Rules Truck Drivers Have to Follow
Rules truck drivers and carriers have to follow about working hours and more.
Truck drivers need to abide by strict regulations called Hours of Service regulations. These rules were created to monitor and control the number of consecutive hours a driver is on the road. They are in place to prevent truck drivers from driving too tired and causing an accident and they also prevent carriers from forcing extremely long working hours on their employees.
Who Creates and Monitors These Regulations
Trucker regulations are created and monitored on the federal level by the Federal Motor Carrier Safety Administration (FMCSA) and on a state level by the department of transportation and the employing truck accompanies.

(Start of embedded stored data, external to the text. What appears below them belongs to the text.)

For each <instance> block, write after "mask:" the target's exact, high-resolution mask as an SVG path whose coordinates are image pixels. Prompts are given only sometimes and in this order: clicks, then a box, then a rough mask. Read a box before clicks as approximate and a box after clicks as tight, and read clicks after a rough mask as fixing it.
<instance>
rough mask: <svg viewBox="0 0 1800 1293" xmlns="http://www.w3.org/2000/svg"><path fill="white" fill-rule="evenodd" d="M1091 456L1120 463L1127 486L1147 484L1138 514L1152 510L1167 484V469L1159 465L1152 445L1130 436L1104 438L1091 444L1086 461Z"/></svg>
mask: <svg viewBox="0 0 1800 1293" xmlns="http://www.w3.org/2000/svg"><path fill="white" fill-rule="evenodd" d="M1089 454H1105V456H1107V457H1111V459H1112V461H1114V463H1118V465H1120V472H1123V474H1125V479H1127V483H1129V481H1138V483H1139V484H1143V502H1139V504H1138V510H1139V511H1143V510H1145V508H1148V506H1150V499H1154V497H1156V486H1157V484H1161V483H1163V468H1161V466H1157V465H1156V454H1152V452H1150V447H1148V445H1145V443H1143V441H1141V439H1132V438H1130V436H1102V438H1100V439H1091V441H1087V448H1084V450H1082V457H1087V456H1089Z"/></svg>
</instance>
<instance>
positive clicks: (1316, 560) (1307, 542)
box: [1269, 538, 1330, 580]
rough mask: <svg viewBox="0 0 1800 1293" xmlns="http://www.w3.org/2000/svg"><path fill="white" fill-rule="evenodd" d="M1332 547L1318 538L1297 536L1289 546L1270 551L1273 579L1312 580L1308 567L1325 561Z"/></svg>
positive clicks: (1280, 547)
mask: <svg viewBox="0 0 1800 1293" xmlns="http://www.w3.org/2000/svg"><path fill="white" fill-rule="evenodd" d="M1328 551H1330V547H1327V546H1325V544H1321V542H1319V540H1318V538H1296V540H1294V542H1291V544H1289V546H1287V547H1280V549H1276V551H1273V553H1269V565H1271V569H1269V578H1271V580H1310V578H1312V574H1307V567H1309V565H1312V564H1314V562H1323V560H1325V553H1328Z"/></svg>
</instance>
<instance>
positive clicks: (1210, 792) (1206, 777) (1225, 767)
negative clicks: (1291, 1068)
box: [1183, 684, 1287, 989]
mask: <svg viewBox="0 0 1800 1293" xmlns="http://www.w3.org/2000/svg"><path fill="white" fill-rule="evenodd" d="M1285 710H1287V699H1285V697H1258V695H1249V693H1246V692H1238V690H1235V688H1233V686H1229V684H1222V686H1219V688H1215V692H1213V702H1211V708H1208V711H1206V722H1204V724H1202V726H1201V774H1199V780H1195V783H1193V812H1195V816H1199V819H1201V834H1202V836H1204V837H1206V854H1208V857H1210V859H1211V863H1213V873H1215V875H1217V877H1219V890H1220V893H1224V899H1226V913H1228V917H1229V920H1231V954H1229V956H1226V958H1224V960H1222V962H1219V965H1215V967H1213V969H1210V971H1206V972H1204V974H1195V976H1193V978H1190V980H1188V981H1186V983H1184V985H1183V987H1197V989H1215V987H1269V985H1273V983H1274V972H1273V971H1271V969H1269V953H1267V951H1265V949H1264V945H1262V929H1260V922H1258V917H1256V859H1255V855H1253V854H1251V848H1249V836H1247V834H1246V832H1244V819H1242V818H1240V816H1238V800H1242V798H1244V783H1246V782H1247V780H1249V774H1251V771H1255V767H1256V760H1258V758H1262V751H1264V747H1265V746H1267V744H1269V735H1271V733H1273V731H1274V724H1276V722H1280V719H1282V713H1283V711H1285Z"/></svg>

Who do the Hours of Service Regulations Apply to?
The Hours of Service regulations apply to drivers of Commercial Motor Vehicles, these are trucks that are involved in interstate commerce and weight 10,001 pounds or more or are transporting hazardous material requiring a hazmat precaution placard to be placed.
Hours of Service regulations are enforced to ensure not only the truck driver’s security but that of other drivers on the road as well. They place a limit on how many consecutive hours a driver is allowed to work for and how many rest breaks and time they should take in between working hours. Some of these regulations include:
- 14-hour consecutive period in which they are allowed to drive 11 hours maximum. These 11 hours of driving can only be worked after the driver has been off duty for 10 or more consecutive hours. Other work can be done after 11 hours of driving such as truck maintenance, but no driving is allowed after 11 hours of driving have passed.
- These regulations require truck drivers to take a 30-minute rest break after more than 8 hours have passed since their last rest break of at least half an hour. After the 30 minutes break, they are allowed to resume driving.
- “Off duty” time refers to time when a driver is relieved of all work-related responsibilities.
- “On duty” time is defined as any work performed related to job duties, such as time spent on a truck’s maintenance, driving time, time spent unloading or loading a truck.
Goals of Truck Driver Regulations
The Hours of Service regulations are enforced to protect the truck driver’s health and safety and the public’s safety as well. The regulations limit how long a driver is allowed to drive for to ensure that they are well rested and stay alert on the road. These restrictions on driving time reduce the possibility of a truck driver driving drowsy or tired, which can become dangerous and cause a truck accident.
What Happens if a Truck Driver or Carrier Breaks the Hours of Service Rules
Violation of Hours of Service regulations results in penalties for both the driver and the trucking company they work for. Some of these penalties include placing drivers out of service until they have enough off-duty time to be able to go back to work in compliance with regulations. Depending on the severity of the violation the FMCSA could charge civil penalties on the driver or their employer. For more extreme cases, federal criminal penalties can be charged against carriers who allow their drivers to break these rules.
Truck drivers all over the country will be working long hours during this holiday season. An increase in shipments due to online holiday shopping means that we will see more trucks on the roads. If you notice that a truck driver is swerving off the road or driving recklessly, keep a safe distance from the vehicle to prevent an accident. If you are able to do so safely, call 911 and report it to the authorities.